It was a lie from the beginning and I expect any white male in a sexless marriage to a cold, conniving Asian woman, with two slacker or “weird” Asian male sons (despite them pretending they’re well adjusted for their white daddies), to be able to relate.

“Oh, but my white husband and I are not like that. My Asian wife and I are not like that.”

And I reply with: how would you know? You’ve been lying to each other from the beginning.

Raising Eurasian / hapa sons

1) Your son at one point in his life will be discriminated against. Ironically he will be discriminated for his Asian blood, the very thing his mother wanted diluted.

2) At one if not several points in his life he will be turned down or feel rejected because of his appearance. He will then see that his own mother preferred white men. What will you do to circumvent this problem if it is based in truth?

3) Your son will likely feel confused with your lax parenting against his mother’s Tiger Momming. This needs to be carefully monitored as he will see that his father needed only be white to get married, while his mother reinforces that he needs to be studious and hard working in order to succeed. He will be highly prone to burning out.
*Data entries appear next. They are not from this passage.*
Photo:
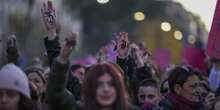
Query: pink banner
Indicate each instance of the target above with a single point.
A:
(213, 47)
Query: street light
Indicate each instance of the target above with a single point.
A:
(139, 16)
(165, 26)
(178, 35)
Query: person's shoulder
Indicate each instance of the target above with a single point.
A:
(166, 104)
(132, 107)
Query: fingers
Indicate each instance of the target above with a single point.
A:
(71, 39)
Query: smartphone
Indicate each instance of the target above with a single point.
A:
(49, 5)
(124, 44)
(50, 13)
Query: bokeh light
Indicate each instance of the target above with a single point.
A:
(139, 16)
(165, 26)
(178, 35)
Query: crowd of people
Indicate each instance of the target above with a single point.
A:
(133, 82)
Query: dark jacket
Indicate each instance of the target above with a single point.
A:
(175, 102)
(133, 75)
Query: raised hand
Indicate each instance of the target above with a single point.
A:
(122, 44)
(102, 55)
(49, 15)
(49, 18)
(70, 43)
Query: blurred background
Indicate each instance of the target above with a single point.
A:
(174, 31)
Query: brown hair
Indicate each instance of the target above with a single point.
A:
(90, 86)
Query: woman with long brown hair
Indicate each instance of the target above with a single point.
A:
(103, 87)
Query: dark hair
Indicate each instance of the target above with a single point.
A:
(149, 82)
(75, 67)
(38, 71)
(91, 83)
(26, 104)
(179, 75)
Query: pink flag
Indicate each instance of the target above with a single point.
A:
(213, 47)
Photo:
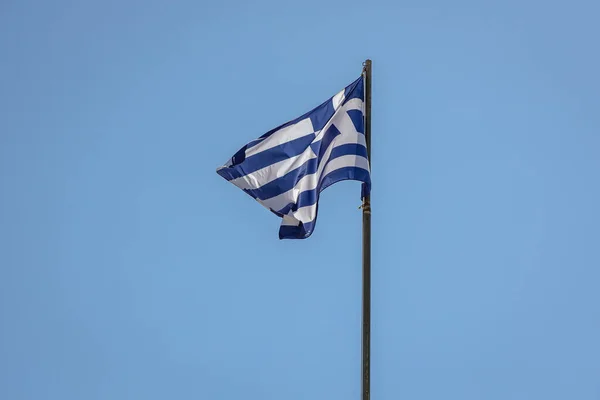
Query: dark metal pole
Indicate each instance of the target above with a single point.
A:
(366, 207)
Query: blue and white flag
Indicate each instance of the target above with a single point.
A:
(286, 168)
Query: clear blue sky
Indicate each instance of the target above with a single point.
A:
(130, 270)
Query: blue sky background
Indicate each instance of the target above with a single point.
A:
(130, 270)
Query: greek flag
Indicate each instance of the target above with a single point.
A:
(286, 169)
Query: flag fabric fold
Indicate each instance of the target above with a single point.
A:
(287, 168)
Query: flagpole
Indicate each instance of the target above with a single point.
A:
(366, 207)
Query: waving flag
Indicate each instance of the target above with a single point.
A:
(286, 169)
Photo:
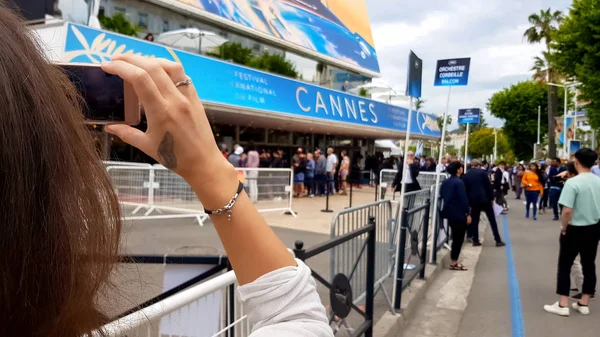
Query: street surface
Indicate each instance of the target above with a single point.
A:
(503, 302)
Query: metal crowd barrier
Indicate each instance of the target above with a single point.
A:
(163, 194)
(201, 307)
(387, 215)
(386, 178)
(343, 256)
(270, 189)
(412, 248)
(340, 285)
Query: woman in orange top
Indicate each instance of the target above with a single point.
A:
(532, 183)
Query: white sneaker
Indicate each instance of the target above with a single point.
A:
(557, 309)
(582, 310)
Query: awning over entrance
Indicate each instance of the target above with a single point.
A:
(242, 95)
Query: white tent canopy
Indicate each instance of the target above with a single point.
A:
(389, 144)
(191, 39)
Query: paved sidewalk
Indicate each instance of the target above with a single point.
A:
(507, 295)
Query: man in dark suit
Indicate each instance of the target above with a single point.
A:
(481, 196)
(412, 184)
(456, 209)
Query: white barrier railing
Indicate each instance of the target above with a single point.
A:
(200, 311)
(270, 189)
(156, 189)
(123, 163)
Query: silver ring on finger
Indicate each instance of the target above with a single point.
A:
(187, 81)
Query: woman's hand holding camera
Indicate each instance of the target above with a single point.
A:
(179, 135)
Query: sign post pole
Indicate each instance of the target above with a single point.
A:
(448, 73)
(467, 147)
(413, 89)
(440, 155)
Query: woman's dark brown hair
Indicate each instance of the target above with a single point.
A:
(59, 234)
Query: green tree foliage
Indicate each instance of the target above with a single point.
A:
(543, 26)
(481, 143)
(273, 63)
(518, 106)
(577, 45)
(119, 24)
(233, 52)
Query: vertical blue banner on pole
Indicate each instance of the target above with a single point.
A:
(415, 75)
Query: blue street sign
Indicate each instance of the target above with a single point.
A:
(469, 116)
(453, 72)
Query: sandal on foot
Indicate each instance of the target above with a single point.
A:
(458, 267)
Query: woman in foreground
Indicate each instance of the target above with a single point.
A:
(61, 222)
4) I expect you to be in a sexless marriage after the children are born. My father was the same. The nagging will become more and more aggressive and focus will largely be on money. Arguments will lead to internal conflict in the child.

5) Your son will internalize white supremacy at least once in his life because he sees the dynamic of colored woman preferring a white male; this needs to be monitored but again since it is true there will be little to steer him from this path.

6) The only positive outcome is if the child is tall, good looking, completely non Asian in appearance, but even still the chances of him resenting you are high. If he perceives Asian women as abandoning Asian men he will undoubtedly form negative opinions about Asian women that will include his own mother.

7) Since many women who display preferences for men outside their race demonstrate the classic traits of unreasonable fantasizing, delusions of foreign lifestyle, pursuit of status and monetary gain, and unstable mental states, it is more than likely that 5-10 years after marriage your relationship will dissolve, if it hasn’t already (i.e., cheating). Since her entire basis for liking you was that you were not an Asian man, and that you have white blood, then the relationship indeed relies entirely on the fantasy of you providing her the childlike dream she desired.